La procédure de délivrance de l'autorisation de travail engendre parfois des refus injustifiés par rapport aux besoins des entreprises qui ne peuvent alors pas être pourvus. Ceci constitue en outre un frein supplémentaire pour l'insertion des étrangers sur le marché du travail.
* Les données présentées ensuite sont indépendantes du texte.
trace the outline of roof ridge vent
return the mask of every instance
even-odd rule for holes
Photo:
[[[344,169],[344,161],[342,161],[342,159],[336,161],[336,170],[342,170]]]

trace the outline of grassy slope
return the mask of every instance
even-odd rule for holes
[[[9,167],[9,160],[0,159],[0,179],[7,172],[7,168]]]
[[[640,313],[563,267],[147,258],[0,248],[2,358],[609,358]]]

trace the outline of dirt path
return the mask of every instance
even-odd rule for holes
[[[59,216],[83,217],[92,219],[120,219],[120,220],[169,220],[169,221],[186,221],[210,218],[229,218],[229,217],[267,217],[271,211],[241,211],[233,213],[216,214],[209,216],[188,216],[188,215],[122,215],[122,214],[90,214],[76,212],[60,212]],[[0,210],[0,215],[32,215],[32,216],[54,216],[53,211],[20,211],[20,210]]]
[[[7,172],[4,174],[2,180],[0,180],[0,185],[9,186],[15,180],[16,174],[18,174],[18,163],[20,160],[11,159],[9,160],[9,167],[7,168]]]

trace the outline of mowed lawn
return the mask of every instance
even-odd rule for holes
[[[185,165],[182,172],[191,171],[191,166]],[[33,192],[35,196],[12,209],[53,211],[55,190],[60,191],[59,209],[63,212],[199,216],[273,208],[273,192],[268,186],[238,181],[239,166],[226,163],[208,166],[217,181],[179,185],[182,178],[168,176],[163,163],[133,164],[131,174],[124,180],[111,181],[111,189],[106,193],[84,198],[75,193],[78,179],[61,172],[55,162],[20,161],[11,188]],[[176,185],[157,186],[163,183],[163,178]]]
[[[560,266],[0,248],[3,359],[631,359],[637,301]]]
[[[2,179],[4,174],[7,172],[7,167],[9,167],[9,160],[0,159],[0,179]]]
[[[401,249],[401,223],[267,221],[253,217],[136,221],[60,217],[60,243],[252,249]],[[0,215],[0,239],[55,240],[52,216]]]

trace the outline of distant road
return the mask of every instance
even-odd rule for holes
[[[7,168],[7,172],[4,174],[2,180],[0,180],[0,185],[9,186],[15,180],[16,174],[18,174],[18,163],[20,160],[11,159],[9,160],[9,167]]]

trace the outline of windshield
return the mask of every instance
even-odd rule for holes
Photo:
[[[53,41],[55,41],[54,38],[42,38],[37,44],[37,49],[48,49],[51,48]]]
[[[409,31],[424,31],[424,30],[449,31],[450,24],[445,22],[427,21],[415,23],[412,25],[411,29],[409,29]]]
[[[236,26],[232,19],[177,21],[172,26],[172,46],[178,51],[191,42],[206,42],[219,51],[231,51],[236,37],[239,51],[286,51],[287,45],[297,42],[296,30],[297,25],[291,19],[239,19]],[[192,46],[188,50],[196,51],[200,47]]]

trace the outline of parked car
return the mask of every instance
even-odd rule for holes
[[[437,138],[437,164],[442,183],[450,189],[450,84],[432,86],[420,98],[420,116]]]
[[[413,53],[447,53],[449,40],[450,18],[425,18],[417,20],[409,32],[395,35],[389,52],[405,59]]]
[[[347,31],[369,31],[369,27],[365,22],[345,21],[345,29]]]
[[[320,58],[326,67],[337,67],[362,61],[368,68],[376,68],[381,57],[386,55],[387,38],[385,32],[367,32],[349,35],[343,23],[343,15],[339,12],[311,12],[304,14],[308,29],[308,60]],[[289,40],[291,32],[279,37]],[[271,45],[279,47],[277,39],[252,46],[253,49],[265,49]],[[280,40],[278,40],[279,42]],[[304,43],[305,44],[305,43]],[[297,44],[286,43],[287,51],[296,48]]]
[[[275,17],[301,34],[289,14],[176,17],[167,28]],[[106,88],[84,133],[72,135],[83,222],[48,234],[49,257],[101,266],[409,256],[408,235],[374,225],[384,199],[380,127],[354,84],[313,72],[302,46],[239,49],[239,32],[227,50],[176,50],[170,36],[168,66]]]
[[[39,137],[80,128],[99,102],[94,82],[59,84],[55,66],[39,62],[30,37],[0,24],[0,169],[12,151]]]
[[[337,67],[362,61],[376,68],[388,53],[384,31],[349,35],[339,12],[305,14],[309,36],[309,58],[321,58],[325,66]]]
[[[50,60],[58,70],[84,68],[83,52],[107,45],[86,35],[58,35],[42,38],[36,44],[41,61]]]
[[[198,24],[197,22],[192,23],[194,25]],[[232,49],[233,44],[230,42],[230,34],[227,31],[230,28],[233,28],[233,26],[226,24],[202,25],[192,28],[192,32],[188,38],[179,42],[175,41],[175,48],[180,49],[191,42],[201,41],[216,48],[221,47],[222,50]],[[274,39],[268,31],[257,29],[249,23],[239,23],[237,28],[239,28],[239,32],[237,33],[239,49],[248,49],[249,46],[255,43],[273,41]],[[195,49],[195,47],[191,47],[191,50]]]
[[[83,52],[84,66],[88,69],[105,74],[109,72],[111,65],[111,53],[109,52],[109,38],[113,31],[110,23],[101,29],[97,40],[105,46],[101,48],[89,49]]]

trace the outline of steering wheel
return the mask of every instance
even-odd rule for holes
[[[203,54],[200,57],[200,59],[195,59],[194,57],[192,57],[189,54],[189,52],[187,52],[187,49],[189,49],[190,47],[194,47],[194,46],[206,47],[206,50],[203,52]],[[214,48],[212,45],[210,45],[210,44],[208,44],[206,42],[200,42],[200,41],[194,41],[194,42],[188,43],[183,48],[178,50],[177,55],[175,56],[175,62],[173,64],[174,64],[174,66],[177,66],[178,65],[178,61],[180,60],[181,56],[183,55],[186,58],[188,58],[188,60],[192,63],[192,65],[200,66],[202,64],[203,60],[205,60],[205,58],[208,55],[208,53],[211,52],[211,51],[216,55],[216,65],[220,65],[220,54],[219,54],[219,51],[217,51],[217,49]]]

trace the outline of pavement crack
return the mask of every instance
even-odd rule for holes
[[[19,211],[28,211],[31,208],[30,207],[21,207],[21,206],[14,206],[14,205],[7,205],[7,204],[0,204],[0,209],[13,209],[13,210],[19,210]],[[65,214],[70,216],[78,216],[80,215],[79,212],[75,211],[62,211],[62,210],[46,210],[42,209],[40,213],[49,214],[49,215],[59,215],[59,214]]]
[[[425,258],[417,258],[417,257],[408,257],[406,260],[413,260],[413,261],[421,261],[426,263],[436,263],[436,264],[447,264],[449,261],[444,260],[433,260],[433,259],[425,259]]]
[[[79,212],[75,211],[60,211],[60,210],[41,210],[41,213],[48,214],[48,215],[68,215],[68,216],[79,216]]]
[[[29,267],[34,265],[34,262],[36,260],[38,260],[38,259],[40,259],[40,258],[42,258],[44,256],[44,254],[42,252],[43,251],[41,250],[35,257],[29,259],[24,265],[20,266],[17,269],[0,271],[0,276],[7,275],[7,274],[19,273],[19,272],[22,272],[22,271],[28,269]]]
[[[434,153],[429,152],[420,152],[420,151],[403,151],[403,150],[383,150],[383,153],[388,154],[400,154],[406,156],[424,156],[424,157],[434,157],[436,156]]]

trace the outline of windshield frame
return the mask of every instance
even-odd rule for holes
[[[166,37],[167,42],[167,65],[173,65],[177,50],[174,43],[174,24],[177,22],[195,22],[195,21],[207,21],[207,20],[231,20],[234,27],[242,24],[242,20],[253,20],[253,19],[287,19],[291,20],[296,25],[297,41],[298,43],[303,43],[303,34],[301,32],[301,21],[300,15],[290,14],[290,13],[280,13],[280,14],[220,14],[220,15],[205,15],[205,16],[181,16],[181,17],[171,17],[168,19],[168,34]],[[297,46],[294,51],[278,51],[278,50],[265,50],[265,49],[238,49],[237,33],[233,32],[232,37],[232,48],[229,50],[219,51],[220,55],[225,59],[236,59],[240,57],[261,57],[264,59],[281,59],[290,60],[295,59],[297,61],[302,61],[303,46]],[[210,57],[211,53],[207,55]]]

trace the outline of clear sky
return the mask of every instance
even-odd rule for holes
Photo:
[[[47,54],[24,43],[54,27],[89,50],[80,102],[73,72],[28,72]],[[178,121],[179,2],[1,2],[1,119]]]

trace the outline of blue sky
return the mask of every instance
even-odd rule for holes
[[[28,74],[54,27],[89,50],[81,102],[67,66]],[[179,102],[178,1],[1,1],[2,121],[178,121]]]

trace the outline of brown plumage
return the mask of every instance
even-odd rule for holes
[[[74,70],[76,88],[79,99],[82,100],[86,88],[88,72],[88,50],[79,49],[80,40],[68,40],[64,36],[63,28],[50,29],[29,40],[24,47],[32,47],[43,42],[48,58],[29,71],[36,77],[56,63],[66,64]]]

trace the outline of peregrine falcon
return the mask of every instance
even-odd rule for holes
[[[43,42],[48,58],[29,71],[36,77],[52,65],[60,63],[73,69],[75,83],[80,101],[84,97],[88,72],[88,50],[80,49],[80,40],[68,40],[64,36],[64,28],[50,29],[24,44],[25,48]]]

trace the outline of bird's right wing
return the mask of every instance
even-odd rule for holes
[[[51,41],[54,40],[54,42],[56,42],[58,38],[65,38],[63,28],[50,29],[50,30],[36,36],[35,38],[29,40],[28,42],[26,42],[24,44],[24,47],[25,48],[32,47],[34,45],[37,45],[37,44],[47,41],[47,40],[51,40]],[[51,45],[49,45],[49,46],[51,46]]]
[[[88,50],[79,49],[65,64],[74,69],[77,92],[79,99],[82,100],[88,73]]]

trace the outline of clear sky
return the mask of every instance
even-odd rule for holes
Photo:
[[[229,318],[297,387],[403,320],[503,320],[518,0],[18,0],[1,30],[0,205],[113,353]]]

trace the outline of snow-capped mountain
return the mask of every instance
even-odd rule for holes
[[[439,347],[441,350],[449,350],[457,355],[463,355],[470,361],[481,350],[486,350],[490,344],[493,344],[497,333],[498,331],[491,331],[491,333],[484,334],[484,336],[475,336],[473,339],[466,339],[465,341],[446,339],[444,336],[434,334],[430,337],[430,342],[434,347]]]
Cet arrêt du Conseil d'Etat de 1998 illustre bien les difficultés d'appréciation qualitative de la situation de l'emploi par les juridictions compétentes.
 

 

Conseil d'Etat statuant au contentieux, arrêt en date du 9 février 1998

 

Considérant qu'aux termes de l'article R. 341-4 du code du travail : "sauf dans le cas où l'étranger bénéficie de plein droit de la carte de résident par application des articles 15 et 16 de l'ordonnance du 2 novembre 1945, pour accorder ou refuser le titre de travail sollicité, le préfet du département où réside l'étranger prend notamment en considération les éléments suivants d'appréciation : 1° la situation de l'emploi présente et à venir dans la profession demandée par le travailleur étranger dans la zone géographique où il compte exercer sa profession" ;

Considérant que pour refuser à M. Andrianaivo l'autorisation de travail sollicitée, le directeur départemental du travail, de l'emploi et de la formation professionnelle s'est fondé sur la situation de l'emploi pour la profession d'agent technico-commercial auprès des entreprises et des collectivités dans la région Rhône-Alpes ; qu'il ressort des pièces du dossier que la société de dépannage qui se proposait d'embaucher M. Andrianaivo recherchait une personne qualifiée en hydraulique et capable de diriger le département spécialisé dans ce domaine ; qu'ainsi en estimant que la situation de l'emploi était de nature à justifier le rejet de la demande de M. Andrianaivo, le directeur départemental du travail, de l'emploi et de la formation professionnelle du Rhône s'est livré à une appréciation qui est entachée d'erreur manifeste ; que dès lors les ministres requérants ne sont pas fondés à soutenir que c'est à tort que, par le jugement attaqué, le tribunal administratif de Lyon a annulé la décision susvisée du directeur départemental du travail, de l'emploi et de la formation professionnelle du Rhône en date du 16 juillet 1993 et, par voie de conséquence, celle du préfet du Rhône en date du 23 juillet 1993 refusant de renouveler la carte de séjour temporaire de M. Andrianaivo en qualité de salarié ;

DECIDE :

Article 1er : Les recours du MINISTRE DES AFFAIRES SOCIALES, DE LA SANTE ET DE LA VILLE et du ministre de l'intérieur sont rejetés.

Article 2 : La présente décision sera notifiée à M. Andrianaivo, au ministre de l'emploi et de la solidarité et au ministre de l'intérieur.